Virtual Reality (VR) has gained popularity by providing immersive and interactive experiences without geographical limitations. It also provides a sense of personal privacy through physical separation. In this paper, we show that despite assumptions of enhanced privacy, VR is unable to shield its users from side-channel attacks that steal private information. Ironically, this vulnerability arises from VR's greatest strength, its immersive and interactive nature. We demonstrate this by designing and implementing a new set of keystroke inference attacks in shared virtual environments, where an attacker (VR user) can recover the content typed by another VR user by observing their avatar. While the avatar displays noisy telemetry of the user's hand motion, an intelligent attacker can use that data to recognize typed keys and reconstruct typed content, without knowing the keyboard layout or gathering labeled data. We evaluate the proposed attacks using IRB-approved user studies across multiple VR scenarios. For 13 out of 15 tested users, our attacks accurately recognize 86%-98% of typed keys, and the recovered content retains up to 98% of the meaning of the original typed content. We also discuss potential defenses.
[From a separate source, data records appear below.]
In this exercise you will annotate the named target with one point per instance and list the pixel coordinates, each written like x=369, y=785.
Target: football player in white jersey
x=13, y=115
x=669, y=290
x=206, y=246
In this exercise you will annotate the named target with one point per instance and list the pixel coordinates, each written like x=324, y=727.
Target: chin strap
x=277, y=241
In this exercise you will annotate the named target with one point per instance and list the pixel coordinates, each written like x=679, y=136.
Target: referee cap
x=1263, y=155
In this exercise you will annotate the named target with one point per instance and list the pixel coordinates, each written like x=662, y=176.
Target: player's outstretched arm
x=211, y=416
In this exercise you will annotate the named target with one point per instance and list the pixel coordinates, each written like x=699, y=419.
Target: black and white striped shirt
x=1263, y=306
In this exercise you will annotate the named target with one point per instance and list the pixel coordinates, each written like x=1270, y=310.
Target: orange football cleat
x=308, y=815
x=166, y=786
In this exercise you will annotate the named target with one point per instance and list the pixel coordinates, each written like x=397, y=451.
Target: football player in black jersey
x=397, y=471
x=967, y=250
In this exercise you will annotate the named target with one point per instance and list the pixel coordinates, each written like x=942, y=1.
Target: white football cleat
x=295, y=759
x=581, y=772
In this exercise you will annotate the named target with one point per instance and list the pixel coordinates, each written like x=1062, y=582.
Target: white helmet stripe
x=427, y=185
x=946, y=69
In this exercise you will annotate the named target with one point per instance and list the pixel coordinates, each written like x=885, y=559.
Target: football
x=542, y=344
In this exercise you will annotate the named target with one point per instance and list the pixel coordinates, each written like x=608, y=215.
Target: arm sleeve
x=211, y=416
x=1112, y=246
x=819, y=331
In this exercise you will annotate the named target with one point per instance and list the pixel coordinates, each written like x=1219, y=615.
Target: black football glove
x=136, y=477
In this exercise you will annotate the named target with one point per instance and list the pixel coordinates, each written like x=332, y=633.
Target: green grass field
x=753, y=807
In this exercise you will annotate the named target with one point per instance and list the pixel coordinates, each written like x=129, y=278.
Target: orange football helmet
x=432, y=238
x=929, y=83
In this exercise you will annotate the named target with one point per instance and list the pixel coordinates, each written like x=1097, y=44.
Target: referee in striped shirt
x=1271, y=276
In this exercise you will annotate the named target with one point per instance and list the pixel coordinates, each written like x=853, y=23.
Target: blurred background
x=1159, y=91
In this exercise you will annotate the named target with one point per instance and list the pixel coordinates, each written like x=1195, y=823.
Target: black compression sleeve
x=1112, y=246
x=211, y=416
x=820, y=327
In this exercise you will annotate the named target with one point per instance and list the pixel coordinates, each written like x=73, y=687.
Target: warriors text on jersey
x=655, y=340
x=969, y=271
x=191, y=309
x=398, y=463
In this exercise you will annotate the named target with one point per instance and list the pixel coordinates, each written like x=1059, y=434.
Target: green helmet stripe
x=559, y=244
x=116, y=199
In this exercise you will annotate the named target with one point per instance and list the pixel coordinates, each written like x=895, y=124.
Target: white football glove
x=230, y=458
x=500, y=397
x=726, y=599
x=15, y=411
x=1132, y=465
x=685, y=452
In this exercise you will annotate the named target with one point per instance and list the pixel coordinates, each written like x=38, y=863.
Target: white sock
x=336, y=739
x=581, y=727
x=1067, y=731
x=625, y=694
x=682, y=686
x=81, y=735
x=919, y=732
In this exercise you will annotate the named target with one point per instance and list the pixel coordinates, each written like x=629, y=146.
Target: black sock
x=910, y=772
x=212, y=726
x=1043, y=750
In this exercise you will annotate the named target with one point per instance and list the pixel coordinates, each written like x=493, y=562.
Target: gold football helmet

翻译：虚拟现实（VR）凭借其不受地理限制的沉浸式交互体验而日益流行，同时通过物理隔离提供了个人隐私感。本文表明，尽管VR被认为能增强隐私，但它无法保护用户免受窃取私密信息的侧信道攻击。讽刺的是，这种脆弱性恰恰源于VR的最大优势——其沉浸式交互特性。我们通过在共享虚拟环境中设计并实现一套新型击键推断攻击来证明这一点：攻击者（VR用户）可通过观察其他用户的虚拟化身，恢复其输入内容。尽管虚拟化身仅显示用户手部运动的带噪遥测数据，但智能攻击者能够利用这些数据识别被按下的按键并重构输入内容，而无需了解键盘布局或收集标注数据。我们通过IRB批准的用户研究，在多个VR场景下评估了所提攻击。在15名测试用户中，针对其中13名用户，我们的攻击能准确识别86%-98%的按键，且恢复内容保留原始输入内容高达98%的语义。本文还讨论了潜在的防御措施。